What happens to the product if you halve one of the factors? What happens if you double both factors? Why is this? Exploring the multiplication patterns will encourage those who can already recall facts to think more deeply.
Year 4 multiplication tables check (MTC)
It’s not possible to write about learning times tables without mentioning the MTC. Love it or loathe it, it’s part of life in year 4 in English schools. Following a structured programme will enable you to quickly pick up on children who are falling behind so that you can fill in gaps, using the strategies outlined in this blog (whilst small), rather than children needing to learn all facts in a few weeks or months. The National College offers a range of webinars to help with key stage 1 and 2 maths, including resources to help you to prepare for the MTC and improve times table fluency.
My three top tips when preparing for the MTC are as follows:
Tip one – be strategic. Know which facts are most likely to come up and focus on them. Page ten of the DfE assessment framework shows that 6, 7, 8, 9 and 12 times table questions are far more likely to come up than 2, 3, 4, 5, 10 and 11.
Tip two – make sure that children understand why knowing their facts will make maths easier for them in the future. They aren’t just learning their tables for the end of year 4 test. They are learning them because tables are at the root of a huge proportion of future mathematical learning. For example, in the 2023 key stage 2 SATs papers, 77.5% of marks on paper 1, 63% of marks on paper 2, and 57% of marks on paper 3 required multiplicative reasoning. Learning and using times tables don’t stop at the end of year 4.
Tip three – ensure pupils have a sense of achievement. Focus on how much they have learnt and how much progress they have made, not how much they’ve got left to learn.
Show them a grid like this one from the 2020 DfE primary maths guidance that draws attention to the 36 most important facts to learn.
Encourage children to colour in the facts they already know to show them how few they’ve got left to learn.

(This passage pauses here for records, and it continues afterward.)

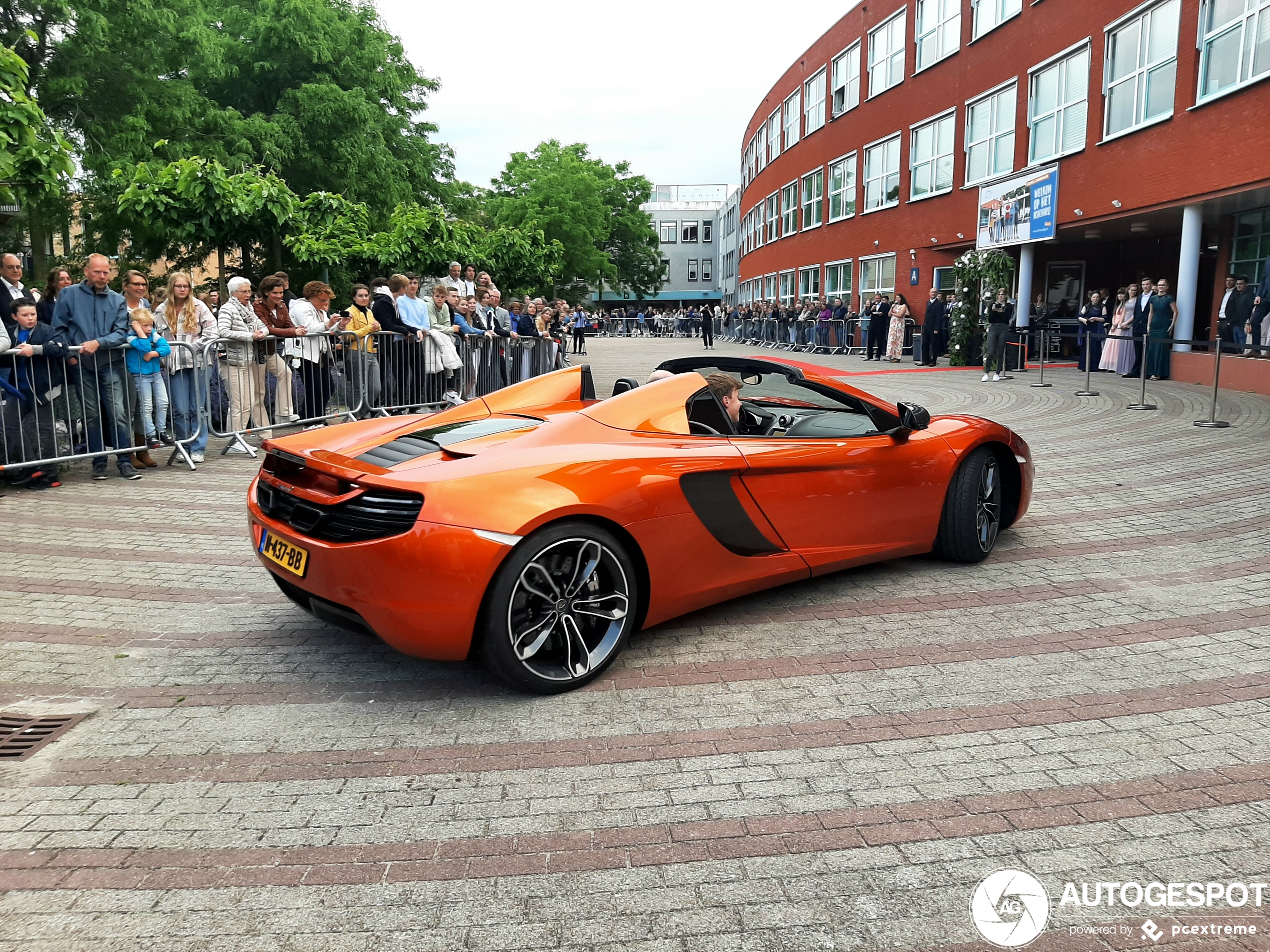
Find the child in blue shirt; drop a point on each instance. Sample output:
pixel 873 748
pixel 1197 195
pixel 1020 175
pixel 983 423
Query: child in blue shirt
pixel 146 349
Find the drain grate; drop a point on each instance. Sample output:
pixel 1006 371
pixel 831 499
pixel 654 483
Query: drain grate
pixel 22 735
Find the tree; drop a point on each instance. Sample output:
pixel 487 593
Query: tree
pixel 194 203
pixel 34 159
pixel 316 90
pixel 587 206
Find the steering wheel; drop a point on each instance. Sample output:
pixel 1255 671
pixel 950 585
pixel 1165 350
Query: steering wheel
pixel 756 421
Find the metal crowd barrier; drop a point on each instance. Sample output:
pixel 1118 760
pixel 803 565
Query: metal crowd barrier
pixel 64 407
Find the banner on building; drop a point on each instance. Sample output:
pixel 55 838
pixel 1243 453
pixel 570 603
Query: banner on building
pixel 1019 210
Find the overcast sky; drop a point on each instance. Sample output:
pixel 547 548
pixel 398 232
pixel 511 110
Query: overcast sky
pixel 666 84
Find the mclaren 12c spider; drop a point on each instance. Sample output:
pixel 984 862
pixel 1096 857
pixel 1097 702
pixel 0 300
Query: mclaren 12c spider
pixel 538 527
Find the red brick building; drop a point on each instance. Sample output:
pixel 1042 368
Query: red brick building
pixel 864 165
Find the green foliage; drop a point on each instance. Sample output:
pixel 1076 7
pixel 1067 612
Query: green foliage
pixel 587 206
pixel 316 90
pixel 977 274
pixel 34 159
pixel 192 206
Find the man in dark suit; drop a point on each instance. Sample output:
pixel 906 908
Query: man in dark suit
pixel 1138 305
pixel 932 329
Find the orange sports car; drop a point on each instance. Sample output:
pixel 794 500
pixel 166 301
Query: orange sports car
pixel 540 526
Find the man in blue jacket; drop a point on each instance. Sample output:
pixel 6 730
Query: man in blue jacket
pixel 96 319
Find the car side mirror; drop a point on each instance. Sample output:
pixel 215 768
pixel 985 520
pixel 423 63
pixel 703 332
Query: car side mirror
pixel 914 417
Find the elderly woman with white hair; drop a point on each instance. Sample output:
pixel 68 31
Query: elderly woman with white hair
pixel 244 358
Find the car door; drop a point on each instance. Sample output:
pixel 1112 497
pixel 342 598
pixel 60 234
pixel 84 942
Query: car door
pixel 841 502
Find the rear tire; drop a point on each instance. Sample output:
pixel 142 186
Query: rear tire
pixel 972 509
pixel 560 608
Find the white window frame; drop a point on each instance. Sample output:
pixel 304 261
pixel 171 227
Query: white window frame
pixel 793 107
pixel 813 103
pixel 789 211
pixel 774 135
pixel 918 168
pixel 850 85
pixel 816 203
pixel 1140 76
pixel 1252 19
pixel 897 139
pixel 880 290
pixel 810 269
pixel 894 29
pixel 1064 108
pixel 992 139
pixel 1002 12
pixel 848 164
pixel 942 29
pixel 844 268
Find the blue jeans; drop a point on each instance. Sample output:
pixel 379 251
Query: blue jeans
pixel 107 405
pixel 153 395
pixel 187 412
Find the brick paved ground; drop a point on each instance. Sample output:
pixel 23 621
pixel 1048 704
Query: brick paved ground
pixel 831 765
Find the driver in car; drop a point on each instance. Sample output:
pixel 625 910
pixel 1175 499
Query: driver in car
pixel 727 389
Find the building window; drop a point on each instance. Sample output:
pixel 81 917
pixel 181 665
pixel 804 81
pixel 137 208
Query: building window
pixel 1142 69
pixel 813 198
pixel 789 210
pixel 846 80
pixel 793 114
pixel 810 282
pixel 1252 245
pixel 788 287
pixel 878 276
pixel 939 31
pixel 930 158
pixel 1058 106
pixel 882 174
pixel 813 98
pixel 887 53
pixel 990 136
pixel 1236 45
pixel 838 281
pixel 842 188
pixel 992 13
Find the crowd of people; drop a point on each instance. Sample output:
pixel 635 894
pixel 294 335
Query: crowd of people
pixel 90 371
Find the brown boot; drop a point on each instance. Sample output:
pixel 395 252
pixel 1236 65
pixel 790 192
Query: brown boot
pixel 142 456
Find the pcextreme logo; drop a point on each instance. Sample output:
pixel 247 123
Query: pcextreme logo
pixel 1010 908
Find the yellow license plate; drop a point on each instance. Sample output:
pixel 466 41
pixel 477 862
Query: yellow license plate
pixel 278 551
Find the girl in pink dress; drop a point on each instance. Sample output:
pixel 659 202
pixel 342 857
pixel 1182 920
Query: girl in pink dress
pixel 1118 356
pixel 896 333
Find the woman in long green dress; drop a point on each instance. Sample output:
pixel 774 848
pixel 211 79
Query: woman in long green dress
pixel 1164 318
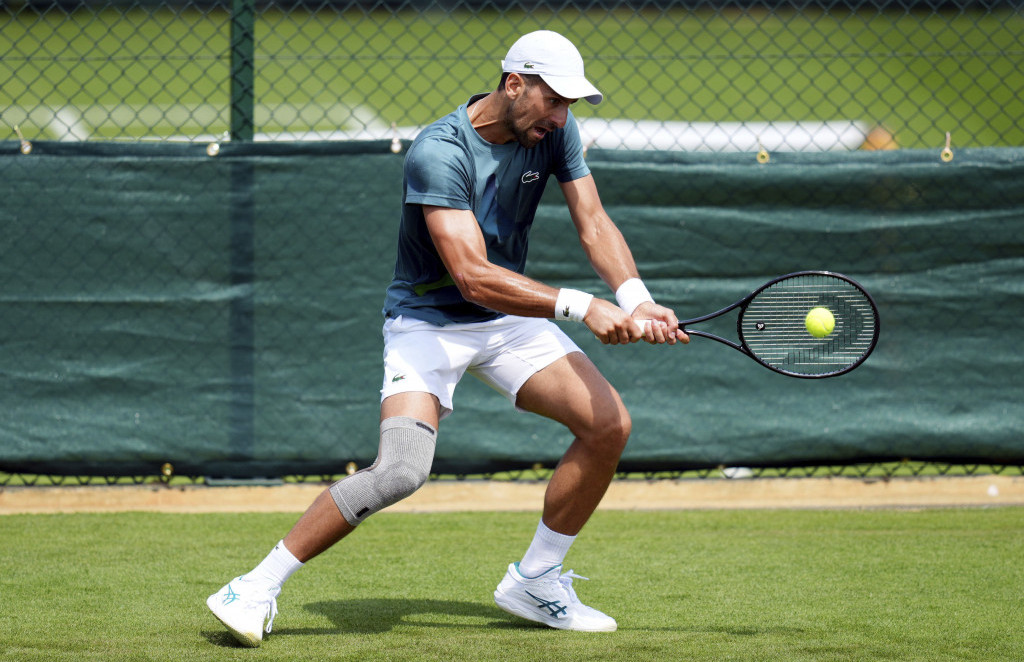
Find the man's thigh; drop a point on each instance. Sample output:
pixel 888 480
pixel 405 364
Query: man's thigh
pixel 572 391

Look at the patterns in a multiplication square. Identify the line of reflective symmetry made by square numbers and look at the patterns on either side of the line – this highlights the power of knowing the commutative law and using this to reduce the number of facts to be learnt.

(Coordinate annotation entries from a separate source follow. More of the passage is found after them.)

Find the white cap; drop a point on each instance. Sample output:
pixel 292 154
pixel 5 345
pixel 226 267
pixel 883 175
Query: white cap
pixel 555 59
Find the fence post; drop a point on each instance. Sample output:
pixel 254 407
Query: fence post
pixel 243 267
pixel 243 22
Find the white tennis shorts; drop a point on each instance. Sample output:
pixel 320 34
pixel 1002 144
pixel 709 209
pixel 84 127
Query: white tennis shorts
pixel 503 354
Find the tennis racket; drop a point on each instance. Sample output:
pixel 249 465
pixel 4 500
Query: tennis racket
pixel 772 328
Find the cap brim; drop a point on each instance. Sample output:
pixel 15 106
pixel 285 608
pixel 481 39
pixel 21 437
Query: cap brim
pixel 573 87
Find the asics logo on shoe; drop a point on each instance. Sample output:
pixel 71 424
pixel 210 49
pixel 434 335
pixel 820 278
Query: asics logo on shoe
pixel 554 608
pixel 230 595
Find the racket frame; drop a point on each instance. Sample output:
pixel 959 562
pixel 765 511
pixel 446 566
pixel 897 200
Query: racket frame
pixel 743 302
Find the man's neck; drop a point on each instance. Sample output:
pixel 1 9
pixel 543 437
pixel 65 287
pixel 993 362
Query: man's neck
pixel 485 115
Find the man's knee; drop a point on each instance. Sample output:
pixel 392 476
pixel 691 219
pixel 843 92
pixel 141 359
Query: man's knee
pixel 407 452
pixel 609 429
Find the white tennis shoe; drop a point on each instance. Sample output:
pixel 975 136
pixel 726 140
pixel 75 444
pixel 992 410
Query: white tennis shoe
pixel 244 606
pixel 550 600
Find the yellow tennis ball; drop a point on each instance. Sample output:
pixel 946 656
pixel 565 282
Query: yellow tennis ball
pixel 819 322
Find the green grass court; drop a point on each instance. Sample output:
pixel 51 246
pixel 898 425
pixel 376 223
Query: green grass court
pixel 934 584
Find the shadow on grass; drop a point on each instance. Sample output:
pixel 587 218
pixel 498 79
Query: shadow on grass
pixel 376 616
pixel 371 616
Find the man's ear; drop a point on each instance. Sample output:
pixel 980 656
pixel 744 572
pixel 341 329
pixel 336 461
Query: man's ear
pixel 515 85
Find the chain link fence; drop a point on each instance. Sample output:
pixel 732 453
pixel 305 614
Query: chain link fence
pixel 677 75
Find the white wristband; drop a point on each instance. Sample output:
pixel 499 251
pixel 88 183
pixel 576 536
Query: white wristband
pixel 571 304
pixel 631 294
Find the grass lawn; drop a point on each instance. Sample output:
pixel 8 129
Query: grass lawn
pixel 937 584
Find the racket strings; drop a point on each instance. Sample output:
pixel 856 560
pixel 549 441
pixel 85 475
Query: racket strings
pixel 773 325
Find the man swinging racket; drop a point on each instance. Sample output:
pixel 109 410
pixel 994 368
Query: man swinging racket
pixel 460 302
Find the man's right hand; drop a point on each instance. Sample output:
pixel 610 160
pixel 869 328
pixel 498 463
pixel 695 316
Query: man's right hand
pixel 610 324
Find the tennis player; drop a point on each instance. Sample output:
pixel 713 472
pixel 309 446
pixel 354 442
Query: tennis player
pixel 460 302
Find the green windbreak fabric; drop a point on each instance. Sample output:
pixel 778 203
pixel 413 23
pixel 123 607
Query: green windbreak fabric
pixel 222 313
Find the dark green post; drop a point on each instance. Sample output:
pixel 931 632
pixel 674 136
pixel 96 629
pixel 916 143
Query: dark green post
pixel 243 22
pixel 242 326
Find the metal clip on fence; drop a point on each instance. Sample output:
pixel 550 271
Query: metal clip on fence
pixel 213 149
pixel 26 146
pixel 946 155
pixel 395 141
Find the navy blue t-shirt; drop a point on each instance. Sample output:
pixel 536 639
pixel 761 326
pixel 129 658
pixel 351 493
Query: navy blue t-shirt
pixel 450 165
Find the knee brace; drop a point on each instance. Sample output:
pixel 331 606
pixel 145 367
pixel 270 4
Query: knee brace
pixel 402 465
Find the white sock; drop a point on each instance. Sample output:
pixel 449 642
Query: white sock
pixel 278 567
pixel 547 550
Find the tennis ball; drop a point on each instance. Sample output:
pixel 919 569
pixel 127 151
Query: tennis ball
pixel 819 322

Periodically, give children a blank multiplication square and encourage them to work both horizontally and vertically to fill in the facts they recall easily. Over time, they will see the number of unknown facts reducing.
Finally, make it fun!
Gimmicks don’t teach children their tables – a coherent, structured and progressive programme of learning like the one outlined here does. But once the process of securing facts for a times table in long-term memory is underway, you can start to have fun.

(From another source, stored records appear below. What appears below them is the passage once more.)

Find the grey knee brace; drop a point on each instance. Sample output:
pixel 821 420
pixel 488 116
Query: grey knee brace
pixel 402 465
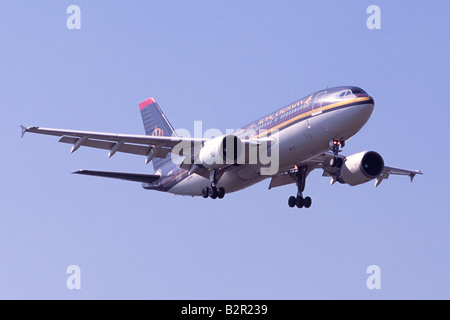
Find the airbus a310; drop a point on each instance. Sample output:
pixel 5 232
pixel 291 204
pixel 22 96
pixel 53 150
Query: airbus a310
pixel 283 146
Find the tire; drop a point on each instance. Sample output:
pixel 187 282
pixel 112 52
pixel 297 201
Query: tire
pixel 213 193
pixel 333 162
pixel 292 201
pixel 308 202
pixel 205 192
pixel 220 193
pixel 300 202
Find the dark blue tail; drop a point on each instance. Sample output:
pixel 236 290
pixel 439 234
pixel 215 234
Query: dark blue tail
pixel 156 124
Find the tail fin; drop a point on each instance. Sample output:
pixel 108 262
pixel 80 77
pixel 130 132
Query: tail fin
pixel 156 124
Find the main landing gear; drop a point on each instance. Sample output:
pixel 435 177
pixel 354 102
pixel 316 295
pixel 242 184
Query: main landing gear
pixel 300 177
pixel 213 192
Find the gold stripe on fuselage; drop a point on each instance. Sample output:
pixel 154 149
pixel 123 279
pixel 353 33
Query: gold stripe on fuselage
pixel 307 114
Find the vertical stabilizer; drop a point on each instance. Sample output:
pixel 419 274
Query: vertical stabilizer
pixel 156 124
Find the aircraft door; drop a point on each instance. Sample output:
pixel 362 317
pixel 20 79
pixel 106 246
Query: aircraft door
pixel 317 104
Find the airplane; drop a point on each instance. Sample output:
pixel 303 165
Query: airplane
pixel 305 135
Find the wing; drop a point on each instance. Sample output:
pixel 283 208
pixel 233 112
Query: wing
pixel 322 161
pixel 148 146
pixel 135 177
pixel 396 171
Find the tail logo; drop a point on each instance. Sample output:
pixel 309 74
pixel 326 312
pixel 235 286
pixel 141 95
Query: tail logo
pixel 158 132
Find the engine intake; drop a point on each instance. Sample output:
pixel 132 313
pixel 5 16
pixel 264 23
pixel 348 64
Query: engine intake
pixel 361 167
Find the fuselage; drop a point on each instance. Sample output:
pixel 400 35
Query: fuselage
pixel 302 129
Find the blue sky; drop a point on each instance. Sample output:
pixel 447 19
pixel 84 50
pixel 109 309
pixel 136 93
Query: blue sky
pixel 225 63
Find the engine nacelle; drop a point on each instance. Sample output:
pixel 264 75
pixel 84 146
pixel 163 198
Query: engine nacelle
pixel 221 151
pixel 361 167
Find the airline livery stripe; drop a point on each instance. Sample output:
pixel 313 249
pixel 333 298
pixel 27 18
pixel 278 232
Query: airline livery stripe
pixel 308 112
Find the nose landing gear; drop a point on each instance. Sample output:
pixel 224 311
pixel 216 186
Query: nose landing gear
pixel 336 162
pixel 213 192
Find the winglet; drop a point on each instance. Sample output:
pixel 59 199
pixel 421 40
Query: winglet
pixel 24 130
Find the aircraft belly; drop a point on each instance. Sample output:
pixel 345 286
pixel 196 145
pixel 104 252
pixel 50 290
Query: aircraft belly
pixel 297 143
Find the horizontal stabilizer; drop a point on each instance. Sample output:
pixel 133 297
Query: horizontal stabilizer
pixel 135 177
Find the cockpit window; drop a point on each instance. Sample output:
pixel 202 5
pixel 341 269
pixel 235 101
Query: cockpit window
pixel 345 93
pixel 358 91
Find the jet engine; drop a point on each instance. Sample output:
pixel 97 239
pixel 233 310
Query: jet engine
pixel 361 167
pixel 221 151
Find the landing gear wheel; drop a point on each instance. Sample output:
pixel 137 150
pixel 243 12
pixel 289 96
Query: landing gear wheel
pixel 299 174
pixel 205 192
pixel 300 202
pixel 292 201
pixel 220 193
pixel 336 162
pixel 213 193
pixel 307 202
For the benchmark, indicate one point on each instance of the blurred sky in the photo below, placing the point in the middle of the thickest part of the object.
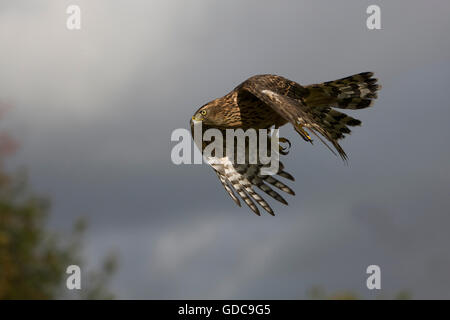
(94, 110)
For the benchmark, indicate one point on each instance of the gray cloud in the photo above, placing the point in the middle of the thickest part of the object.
(94, 111)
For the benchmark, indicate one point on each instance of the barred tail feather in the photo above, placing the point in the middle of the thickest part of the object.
(355, 92)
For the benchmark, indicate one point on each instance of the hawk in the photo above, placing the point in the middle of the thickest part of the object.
(266, 101)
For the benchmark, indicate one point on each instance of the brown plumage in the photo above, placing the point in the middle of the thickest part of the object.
(264, 101)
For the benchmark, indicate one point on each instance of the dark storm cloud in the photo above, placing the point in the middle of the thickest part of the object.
(94, 111)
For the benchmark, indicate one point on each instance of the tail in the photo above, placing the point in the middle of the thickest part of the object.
(355, 92)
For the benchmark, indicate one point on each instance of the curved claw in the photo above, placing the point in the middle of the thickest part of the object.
(284, 150)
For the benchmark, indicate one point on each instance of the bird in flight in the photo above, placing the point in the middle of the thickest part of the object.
(266, 101)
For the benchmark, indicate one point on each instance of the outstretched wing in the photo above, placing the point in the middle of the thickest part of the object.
(240, 180)
(311, 106)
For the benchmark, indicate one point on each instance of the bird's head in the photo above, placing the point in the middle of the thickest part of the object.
(209, 115)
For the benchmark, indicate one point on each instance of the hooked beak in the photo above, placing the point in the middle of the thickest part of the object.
(195, 120)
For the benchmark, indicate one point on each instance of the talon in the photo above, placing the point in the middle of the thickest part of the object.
(284, 150)
(303, 133)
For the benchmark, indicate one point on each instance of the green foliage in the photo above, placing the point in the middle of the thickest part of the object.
(33, 260)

One of my favourites is the Maze Game from FunKey Maths. Another great game is Multiplication Wars. Pupils work in pairs with a pack of playing cards (picture cards removed) dealt evenly between them. Both pupils turn their top card over at the same time and the first to shout the (correct) product gets both cards. Who will be the first to have all the cards?
If you have some budget available, there are the times tables cards available to buy from FunKey Maths. They not only provide strong visual images, which support many pupils, but also come with instructions for a range of games which you can play to help children learn their tables, without realising that’s what they’re doing.
Different approaches to learning times tables will work for different pupils – some will have a stronger auditory memory, whilst others might have a stronger visual memory. Some pupils will quickly understand what multiplication facts represent, whilst others will need to keep returning to groups of counters to secure this understanding. Following the strategies suggested in this blog will give all pupils the best possible chance of retaining and recalling these important facts.